“Have You Forgotten” by Heather Bell

Heather Bell

HAVE YOU FORGOTTEN

Have you forgotten
the bowl of fish that you left
in the refrigerator last year and how long

you waited for me to gut and scale?
Two weeks, maybe, until it started to stink

and the fins curled over like
a woman’s eyelid
closing. It has always been what I did not do

instead of what I did, which is:

going to the field behind
our house to watch

a young woman be raped. We like to think

that in such a situation that we

would become made of wild boar to charge in

but I am a woman too and

I walked home quietly
with my eyes only open to a slit,

like the size of two small wounds
like the size of sharp small stones
that are pushed by waves over sea glass

shaping it.

from Kill the Dogs
2016 Rattle Chapbook Prize Selection

__________

Heather Bell: “Once upon a time there was a six-foot-tall woman with blue hair and a sense of smallness. In her house was a teacup saying ‘girl, you got this!’ and on her wall was a kitten hanging from a clothesline. The kitten’s word balloon said something like, ‘Hang in there!’ or ‘Don’t let go!’ Always something with an exclamation mark. Isn’t that the moral of the story, always?
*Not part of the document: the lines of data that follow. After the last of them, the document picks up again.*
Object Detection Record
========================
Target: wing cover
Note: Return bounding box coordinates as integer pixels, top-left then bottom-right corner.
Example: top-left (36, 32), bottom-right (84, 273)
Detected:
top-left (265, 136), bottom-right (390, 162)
There is always a small woman, hiding her grandness, trying to fill up on uplifting wordplay. But today, this small woman sits down and writes a poem in which she details her smallness and why she came to be that way. Another small woman reads it, and from the tip of her hair a fire starts, but just as quickly dies. Isn’t that why we are here? To write another poem for a small woman to read, and then another. Until the amount of sparks are too much for the quick extinguishing, and she is a woman on fire, exploding into the world.”